Justice David Souter argued for a different standard and wrote that "a new body of fact must be accounted for in deciding what, in practical terms, the Eighth Amendment guarantees should tolerate." This new body of fact includes 20 post-conviction DNA exonerations of condemned inmates in the last 25 years. It includes, in the four years since Georgia executed Davis, the exoneration of 17 men and women from our nation's death rows. Just last year in Louisiana, Glenn Ford was exonerated after three decades on death row. The prosecutor who put him on death row issued a public apology saying that the "uncovered evidence that exonerated Mr. Ford" was "so strong that had it been disclosed during of the investigation there would not have been sufficient evidence to even arrest [him]!" A few months later, in North Carolina, DNA evidence exonerated half-brothers Henry Lee McCollum and Leon Brown 30 years after their original conviction.

How do wrongful convictions like this happen? Faulty forensics is one reason. The National Academy of Sciences recently issued a report that concludes that aside from DNA, "no forensic method has been rigorously shown to have the capacity to consistently, and with a high degree of certainty, demonstrate a connection between evidence and a specific individual or source." Also just this year, the FBI acknowledged that FBI hair analysts "committed widespread, systematic error" in at least 33 capital cases.

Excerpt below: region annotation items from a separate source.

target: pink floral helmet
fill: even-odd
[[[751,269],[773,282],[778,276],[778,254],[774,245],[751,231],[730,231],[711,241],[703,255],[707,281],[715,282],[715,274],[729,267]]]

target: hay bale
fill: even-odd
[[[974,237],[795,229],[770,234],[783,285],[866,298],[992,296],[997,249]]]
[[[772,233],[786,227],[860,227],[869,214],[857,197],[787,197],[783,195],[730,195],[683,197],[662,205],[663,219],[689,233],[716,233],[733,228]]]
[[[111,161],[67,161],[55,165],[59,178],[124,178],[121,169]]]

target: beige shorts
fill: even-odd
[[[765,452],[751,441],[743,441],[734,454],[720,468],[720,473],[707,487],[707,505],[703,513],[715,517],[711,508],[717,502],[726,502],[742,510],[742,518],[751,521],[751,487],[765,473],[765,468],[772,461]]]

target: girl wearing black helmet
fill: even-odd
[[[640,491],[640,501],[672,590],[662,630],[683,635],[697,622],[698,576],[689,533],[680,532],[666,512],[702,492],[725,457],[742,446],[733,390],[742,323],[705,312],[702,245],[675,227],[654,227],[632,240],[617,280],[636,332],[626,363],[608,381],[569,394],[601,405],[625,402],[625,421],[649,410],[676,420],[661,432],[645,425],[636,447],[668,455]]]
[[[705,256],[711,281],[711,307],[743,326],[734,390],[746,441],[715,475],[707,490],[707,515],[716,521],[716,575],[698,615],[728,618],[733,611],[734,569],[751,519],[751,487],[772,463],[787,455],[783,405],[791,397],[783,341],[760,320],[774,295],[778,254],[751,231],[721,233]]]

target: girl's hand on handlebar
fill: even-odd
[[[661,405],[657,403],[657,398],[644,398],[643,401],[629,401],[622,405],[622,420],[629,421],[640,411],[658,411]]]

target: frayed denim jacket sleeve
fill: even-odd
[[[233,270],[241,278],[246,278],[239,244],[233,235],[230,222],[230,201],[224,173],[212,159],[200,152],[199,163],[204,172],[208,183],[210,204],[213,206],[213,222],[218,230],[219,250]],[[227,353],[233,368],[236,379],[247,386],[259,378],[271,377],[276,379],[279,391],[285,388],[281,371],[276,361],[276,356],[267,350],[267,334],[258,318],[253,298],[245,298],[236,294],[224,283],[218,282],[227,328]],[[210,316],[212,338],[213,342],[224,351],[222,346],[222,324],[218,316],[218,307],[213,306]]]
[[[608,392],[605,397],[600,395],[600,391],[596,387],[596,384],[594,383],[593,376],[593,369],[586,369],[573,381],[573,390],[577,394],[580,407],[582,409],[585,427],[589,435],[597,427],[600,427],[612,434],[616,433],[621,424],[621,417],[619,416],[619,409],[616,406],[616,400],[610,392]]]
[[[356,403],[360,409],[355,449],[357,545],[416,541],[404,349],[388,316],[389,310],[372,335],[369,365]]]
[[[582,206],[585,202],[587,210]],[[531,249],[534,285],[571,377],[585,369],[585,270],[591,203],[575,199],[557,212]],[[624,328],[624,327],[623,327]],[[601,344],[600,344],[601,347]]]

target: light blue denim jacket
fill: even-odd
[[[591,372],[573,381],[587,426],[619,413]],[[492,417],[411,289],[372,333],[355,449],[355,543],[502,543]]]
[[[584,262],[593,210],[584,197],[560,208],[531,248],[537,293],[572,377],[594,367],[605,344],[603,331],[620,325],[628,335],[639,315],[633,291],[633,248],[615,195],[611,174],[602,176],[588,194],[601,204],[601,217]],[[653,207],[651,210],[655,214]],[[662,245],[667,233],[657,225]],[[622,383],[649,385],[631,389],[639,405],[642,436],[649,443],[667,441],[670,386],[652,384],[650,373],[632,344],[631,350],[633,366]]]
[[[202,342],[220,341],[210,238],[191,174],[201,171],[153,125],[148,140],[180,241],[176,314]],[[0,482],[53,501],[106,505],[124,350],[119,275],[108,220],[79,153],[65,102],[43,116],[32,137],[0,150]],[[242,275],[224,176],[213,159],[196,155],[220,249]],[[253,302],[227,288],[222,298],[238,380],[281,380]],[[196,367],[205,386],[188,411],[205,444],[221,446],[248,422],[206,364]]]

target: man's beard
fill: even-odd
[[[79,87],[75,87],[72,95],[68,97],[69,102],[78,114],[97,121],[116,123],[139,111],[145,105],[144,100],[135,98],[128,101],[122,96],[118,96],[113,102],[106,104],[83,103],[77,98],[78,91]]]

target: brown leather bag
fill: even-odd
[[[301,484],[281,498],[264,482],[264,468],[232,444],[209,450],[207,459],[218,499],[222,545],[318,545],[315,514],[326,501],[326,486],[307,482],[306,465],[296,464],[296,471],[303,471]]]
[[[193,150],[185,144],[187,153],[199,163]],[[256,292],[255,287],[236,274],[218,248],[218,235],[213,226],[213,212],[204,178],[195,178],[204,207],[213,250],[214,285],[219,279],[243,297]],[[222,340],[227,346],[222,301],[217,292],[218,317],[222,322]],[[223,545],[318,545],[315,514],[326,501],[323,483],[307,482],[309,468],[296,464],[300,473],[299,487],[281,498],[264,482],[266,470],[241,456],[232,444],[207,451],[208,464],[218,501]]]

Prosecutorial misconduct is another reason. Judge Alex Kozinski recently wrote that while most prosecutors are "fair-minded, forthright and highly conscientious," a "non-trivial number of prosecutors -- and sometimes entire prosecutorial offices -- engage in misconduct that seriously undermines the fairness of criminal trials." Indeed, earlier this year in Orange County, California, the entire district attorney's office was disqualified from prosecuting a death penalty case after a superior court judge found serious misconduct relating to the use of informants.

Eyewitness identification is often faulty. This country has struggled, mostly unsuccessfully, to ensure adequate representation and resources for people facing the death penalty. And, frankly, plain old human fallibility is too often to blame. Whatever the precise reasons, though, we now know too much about wrongful convictions and their causes to risk the execution of an innocent person -- a risk that requiring a defendant to definitively prove his or her innocence surely creates.

The Supreme Court may have a chance to decide this important question very soon. Oklahoma has set a September 30 execution date for Richard Glossip. Like Troy Davis', Richard Glossip's is a case of too much doubt.

A jury convicted Glossip of orchestrating the killing of Barry Van Treese, the owner of a motel where Glossip worked. The case against him is thin. Justin Sneed, another motel employee, confessed to the murder, and only implicated Glossip after the police pressured him to do so. Police also promised to not pursue a death sentence against Sneed if he testified against Glossip at trial. No physical evidence connects Glossip to the crime. At least one new witness has come forward to corroborate the allegation that Sneed acted alone.

The federal courts should take the death penalty off the table when there is significant doubt about the integrity of a conviction. Allowing an execution to proceed under these conditions is sure to result in the death of some innocent defendants. This is a risk that must be avoided.

Erwin Chemerinsky is the founding Dean and Distinguished Professor of Law, and Raymond Pryke Professor of First Amendment Law, at the University of California, Irvine School of Law, with a joint appointment in Political Science.